LA CAVALE.
Elle vous tombe dessus sans préambule
soit pour éviter un mari alcoolique, qui est une brute.
Ou qui vous bat et vous viole, vous roue de coups.
Alors quand on a le courage, le dégoût.
Marre de ces répétitions on prend le large, pour souffler.
Sans argent, sans vêtement, sans identité
avec des enfants secoués, sonnés.
Le principal c'est de se cacher.
N'allez pas croire que la justice a vos faveurs, elle va vous lyncher.
Non, vous avez quitté le domicile conjugal, vous perdez.
La garde de vos enfants, donc vous avez tous les torts, même brutalisée.
Malgré votre bonne foi, pour épargner vos enfants, vous êtes un renégat.
Vous êtes déchu de vos droits.
Mais comme vous êtes "SDF" vous ne le savez pas.
Pendant l'hiver, avec la peur au ventre, vous dormez dans n'importe quoi.
Sans chauffage, un squat.
Alors vous vendez vos bijoux, à l'avantage du bijoutier.
Qui les rachètent pour une bouchée de pain, sans se justifier.
Les assistantes sociales veulent vous placer votre ventrée.
La gendarmerie et la police vous traquent, cherche a vous piéger.
Mais personne ne vous accorde de crédit sur vos dire.
Pourtant confirmé, relaté, protesté, mais véridique.
Vous êtes aux aboies, comme un cerf avant l'hallali
alors pour donner à manger à vos enfants, des délits.
Pour éviter la descente aux enfers,
vous commencez pas de petit larcin, mais on n'est pas fière.
Si vous êtes à la campagne, les champs sont votre garde manger.
Pour s'habiller, il y a "Emmaüs", mais il faut un peu payer.
Le secours populaire, ou la croix rouge, mais rien n'est donné.
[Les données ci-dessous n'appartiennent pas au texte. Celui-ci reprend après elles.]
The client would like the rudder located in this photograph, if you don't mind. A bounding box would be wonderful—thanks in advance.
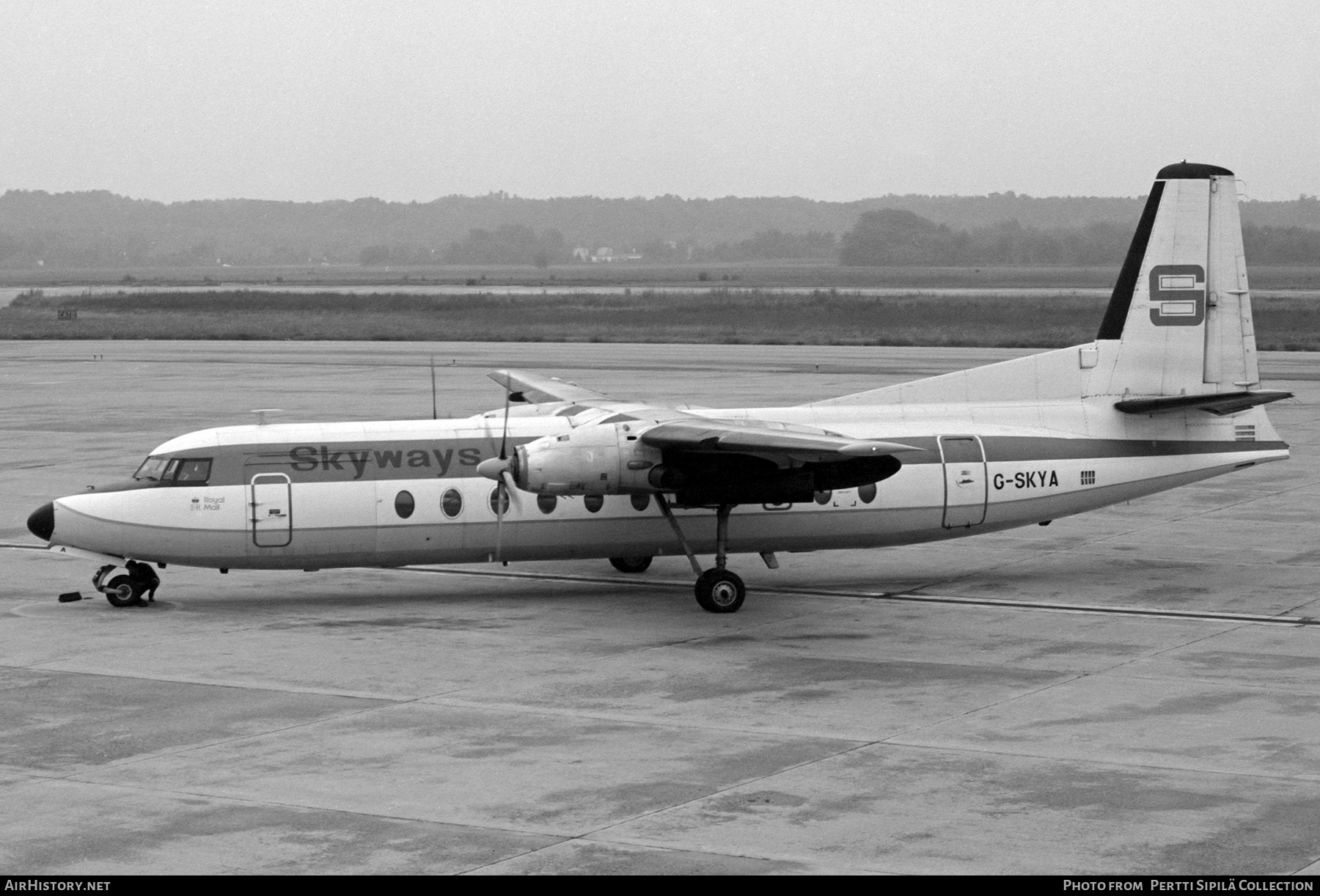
[1096,162,1259,396]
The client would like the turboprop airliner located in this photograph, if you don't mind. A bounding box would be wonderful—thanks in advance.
[28,162,1291,612]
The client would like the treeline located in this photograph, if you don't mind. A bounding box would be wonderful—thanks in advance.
[838,208,1320,267]
[0,183,1320,268]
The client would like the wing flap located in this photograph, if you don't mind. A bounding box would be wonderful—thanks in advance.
[639,419,924,459]
[488,370,611,404]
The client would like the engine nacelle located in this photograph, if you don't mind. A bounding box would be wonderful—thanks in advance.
[513,424,660,495]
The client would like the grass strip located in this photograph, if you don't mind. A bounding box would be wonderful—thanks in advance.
[10,290,1320,351]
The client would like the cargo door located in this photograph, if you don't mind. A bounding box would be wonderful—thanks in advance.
[940,436,987,529]
[248,472,293,548]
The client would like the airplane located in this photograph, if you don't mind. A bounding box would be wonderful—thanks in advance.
[28,161,1291,612]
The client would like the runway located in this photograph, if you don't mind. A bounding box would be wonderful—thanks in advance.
[0,342,1320,873]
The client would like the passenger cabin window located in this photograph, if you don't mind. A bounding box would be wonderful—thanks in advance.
[439,488,463,520]
[395,491,417,520]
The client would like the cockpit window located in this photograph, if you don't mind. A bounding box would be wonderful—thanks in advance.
[133,458,169,482]
[133,457,211,485]
[175,458,211,485]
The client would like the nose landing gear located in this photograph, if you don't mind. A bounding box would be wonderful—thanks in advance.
[656,495,747,612]
[91,559,161,607]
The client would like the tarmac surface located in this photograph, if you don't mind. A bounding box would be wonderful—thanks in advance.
[0,342,1320,873]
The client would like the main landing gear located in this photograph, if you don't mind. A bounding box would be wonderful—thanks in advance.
[656,493,747,612]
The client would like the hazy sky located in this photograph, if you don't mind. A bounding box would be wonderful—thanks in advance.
[0,0,1320,201]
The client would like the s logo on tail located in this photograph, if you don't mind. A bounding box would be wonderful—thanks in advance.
[1151,264,1205,327]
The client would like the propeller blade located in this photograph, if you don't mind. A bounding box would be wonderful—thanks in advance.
[495,477,505,563]
[499,391,512,460]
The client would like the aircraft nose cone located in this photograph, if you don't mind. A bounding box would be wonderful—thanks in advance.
[28,502,56,541]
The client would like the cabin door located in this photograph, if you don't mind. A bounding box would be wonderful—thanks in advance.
[940,436,989,529]
[248,472,293,548]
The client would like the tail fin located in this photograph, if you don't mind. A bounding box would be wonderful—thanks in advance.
[1096,162,1261,396]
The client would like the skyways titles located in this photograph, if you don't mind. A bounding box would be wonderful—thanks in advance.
[289,445,494,479]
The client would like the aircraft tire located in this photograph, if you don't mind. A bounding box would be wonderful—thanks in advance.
[696,569,747,612]
[610,557,650,573]
[106,576,142,607]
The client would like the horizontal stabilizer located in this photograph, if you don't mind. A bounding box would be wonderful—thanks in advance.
[1114,389,1292,417]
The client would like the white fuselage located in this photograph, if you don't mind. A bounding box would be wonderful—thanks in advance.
[51,397,1288,569]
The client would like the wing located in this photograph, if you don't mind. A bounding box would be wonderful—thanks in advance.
[637,417,925,467]
[490,371,611,404]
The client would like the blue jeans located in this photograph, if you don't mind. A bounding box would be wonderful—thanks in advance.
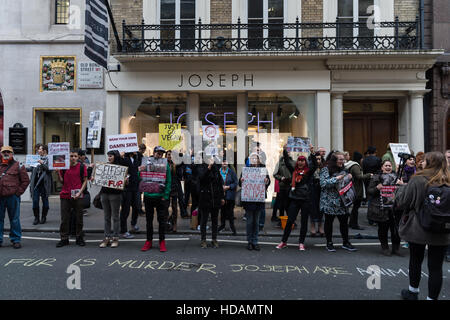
[259,203,266,228]
[245,210,261,245]
[33,183,50,209]
[0,195,22,243]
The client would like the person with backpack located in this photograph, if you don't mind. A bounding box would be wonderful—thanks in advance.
[276,146,317,251]
[344,151,373,230]
[0,146,30,249]
[320,151,356,252]
[395,152,450,300]
[56,150,87,248]
[100,150,123,248]
[367,160,402,256]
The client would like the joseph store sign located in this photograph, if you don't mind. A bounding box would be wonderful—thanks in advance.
[106,71,330,91]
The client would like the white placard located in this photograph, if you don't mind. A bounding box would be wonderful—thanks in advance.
[241,167,267,202]
[92,163,128,190]
[48,142,70,170]
[25,154,41,167]
[86,111,103,148]
[389,143,411,166]
[107,133,139,153]
[77,61,103,89]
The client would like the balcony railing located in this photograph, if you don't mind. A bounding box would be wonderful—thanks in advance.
[122,17,422,54]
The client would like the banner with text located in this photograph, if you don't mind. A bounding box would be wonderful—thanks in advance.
[107,133,139,153]
[241,167,267,202]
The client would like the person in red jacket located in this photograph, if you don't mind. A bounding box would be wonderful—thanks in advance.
[0,146,30,249]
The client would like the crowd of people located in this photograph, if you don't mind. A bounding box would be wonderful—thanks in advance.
[0,145,450,299]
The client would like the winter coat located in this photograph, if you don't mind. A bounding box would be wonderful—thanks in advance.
[367,173,396,222]
[197,164,225,209]
[395,176,450,246]
[0,160,30,197]
[273,152,295,191]
[219,166,238,201]
[320,167,347,215]
[27,157,53,198]
[344,161,371,200]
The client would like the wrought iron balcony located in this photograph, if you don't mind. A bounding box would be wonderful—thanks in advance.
[117,17,422,55]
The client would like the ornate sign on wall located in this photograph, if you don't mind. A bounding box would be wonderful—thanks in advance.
[39,56,76,92]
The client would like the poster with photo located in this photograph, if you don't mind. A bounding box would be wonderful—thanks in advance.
[48,142,70,170]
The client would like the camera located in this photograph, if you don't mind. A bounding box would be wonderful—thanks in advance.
[398,152,414,161]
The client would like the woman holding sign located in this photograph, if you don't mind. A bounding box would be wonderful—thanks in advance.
[239,152,270,251]
[276,146,317,251]
[100,150,126,248]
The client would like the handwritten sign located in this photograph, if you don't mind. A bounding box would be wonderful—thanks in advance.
[48,142,70,170]
[241,167,267,202]
[86,111,103,148]
[286,137,311,153]
[389,143,411,165]
[92,163,128,190]
[107,133,139,153]
[159,123,181,150]
[25,154,41,167]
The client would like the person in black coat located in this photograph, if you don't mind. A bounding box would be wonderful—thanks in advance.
[198,157,225,248]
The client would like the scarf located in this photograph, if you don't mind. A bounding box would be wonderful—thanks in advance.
[292,156,309,188]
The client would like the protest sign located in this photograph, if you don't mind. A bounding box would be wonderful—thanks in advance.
[48,142,70,170]
[92,163,128,190]
[159,123,181,150]
[139,157,167,193]
[241,167,267,202]
[86,111,103,148]
[286,137,311,153]
[389,143,411,166]
[25,154,41,167]
[107,133,139,153]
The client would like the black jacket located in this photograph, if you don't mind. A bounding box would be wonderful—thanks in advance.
[196,164,225,209]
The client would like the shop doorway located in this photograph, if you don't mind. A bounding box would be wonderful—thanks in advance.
[344,101,398,157]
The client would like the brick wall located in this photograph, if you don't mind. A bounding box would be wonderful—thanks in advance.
[110,0,143,52]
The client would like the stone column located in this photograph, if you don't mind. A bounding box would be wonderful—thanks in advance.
[331,93,344,152]
[409,91,425,153]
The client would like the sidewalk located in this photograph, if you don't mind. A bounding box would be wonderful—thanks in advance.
[5,191,378,241]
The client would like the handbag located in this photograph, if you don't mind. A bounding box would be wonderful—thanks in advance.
[92,191,103,210]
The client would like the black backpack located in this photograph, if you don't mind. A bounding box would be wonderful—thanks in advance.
[417,185,450,233]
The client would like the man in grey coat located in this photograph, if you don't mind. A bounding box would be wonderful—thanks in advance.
[27,145,52,225]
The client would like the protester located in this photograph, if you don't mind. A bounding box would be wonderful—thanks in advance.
[367,160,401,256]
[239,152,270,251]
[120,152,142,239]
[276,146,317,251]
[344,151,373,230]
[217,158,238,236]
[139,146,172,252]
[100,150,122,248]
[395,152,450,300]
[56,150,87,248]
[27,145,53,225]
[310,152,325,237]
[0,146,30,249]
[320,151,356,252]
[273,146,296,227]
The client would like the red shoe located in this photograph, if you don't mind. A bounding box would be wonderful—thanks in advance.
[141,240,152,251]
[276,242,287,249]
[159,240,167,252]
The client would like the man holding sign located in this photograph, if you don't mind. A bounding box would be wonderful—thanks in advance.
[239,153,270,251]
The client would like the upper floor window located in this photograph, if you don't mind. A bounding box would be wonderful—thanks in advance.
[55,0,70,24]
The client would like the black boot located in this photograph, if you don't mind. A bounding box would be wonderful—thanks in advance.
[41,208,48,224]
[33,208,39,226]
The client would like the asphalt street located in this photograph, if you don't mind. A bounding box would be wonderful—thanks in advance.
[0,231,450,301]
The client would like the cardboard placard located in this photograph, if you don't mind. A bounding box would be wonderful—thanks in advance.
[107,133,139,153]
[241,167,267,202]
[92,163,128,190]
[48,142,70,170]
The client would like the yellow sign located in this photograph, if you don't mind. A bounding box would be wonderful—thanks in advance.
[159,123,181,150]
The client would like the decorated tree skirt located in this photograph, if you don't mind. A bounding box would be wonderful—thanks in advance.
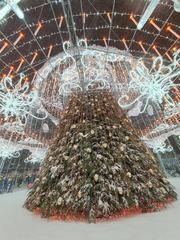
[25,90,176,222]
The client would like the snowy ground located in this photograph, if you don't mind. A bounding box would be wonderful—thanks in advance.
[0,178,180,240]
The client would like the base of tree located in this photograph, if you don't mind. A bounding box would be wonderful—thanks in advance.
[33,198,174,223]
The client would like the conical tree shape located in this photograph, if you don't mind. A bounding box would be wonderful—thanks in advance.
[25,90,176,222]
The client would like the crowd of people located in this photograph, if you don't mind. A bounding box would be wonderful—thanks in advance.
[0,172,37,194]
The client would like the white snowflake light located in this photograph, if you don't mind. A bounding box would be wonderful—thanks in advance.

Mais pas de maison, ni nourriture chaude, il faut se réchauffer.
Alors vous allez vous laver au bain douche, c'est payant, mais surchauffé.
Si vous avez une carte de crédit, c'est à manger d'assurer.
Au risque de se faire prendre, a tout moment.
Il y a les chèques, mais qui vous situe, un instant.
Il faut effacer le passé, vivre au présent.
Vous vous cachez de tout, c'est un tournant.
Vous n'êtes plus aux normes établies.
car dès que l'on vous retrouve, il faut de nouveau fuir.
On ne dort plus, la famille la dedans, elle vous oublie.
Ne se mouille pas, des fois qu'il y soient pris pour cible..
C'est la pire des choses pour une femme, et des enfants.
On est rejeté de nul part et de partout, comme une vengeance.
Vous perdez confiance,
mais il faut aller de l'avant pour ses bambins vigilants.
Cela vous aigrit.
On ne réfléchit plus, à qui ?
On vit en automate, démoli.
Vous voulez décrocher, vous disloquer, pour en finir.
On vous a abuser, jouer aux gendarmes et aux voleurs,
sachant que le méchant malgré les coups portés, la laideur.
Les plaintes auront le dernier mot, c'est la terreur.
Mais vous vous devez vous reconstruire, avec ardeur.
Car une femme ne doit jamais faiblir, ni tomber.
Malade, son coeur de mère est ouvert 24 heures sur 24.
Ce parcourt est très dure, la férocité,
vous en arrivez à souhaiter la mort du prédateur, pour expier.
Mais ce n'est que dans les films que tout se termine dans l'amour, la douceur.
Quand la débandade dure peu, c'est une frayeur.
Mais quand cela se termine au bout de sept ans, c'est de la noirceur.
On a l'impression que tous nous regardent, pour nous enfoncer, on a peur.
Mais jamais on vous tends la main.
C'est chacun pour soi, on vous mettrais plutôt un coup de poing.
Plus d'un fois on a envie d'abandonner, la jungle.
Mais pour gagner, il faut continuer, sortir son savoir.
Chaque jour passé est une journée achevée.
A ce jour ou la publicité est pour aider les femmes battues, violées
Mais quand on est frappée, on ne le cri pas sur les toits.
On se cache sous des lunettes noires.
"LA PUBLICITÉ C EST BIEN, L APPLIQUER C EST MIEUX".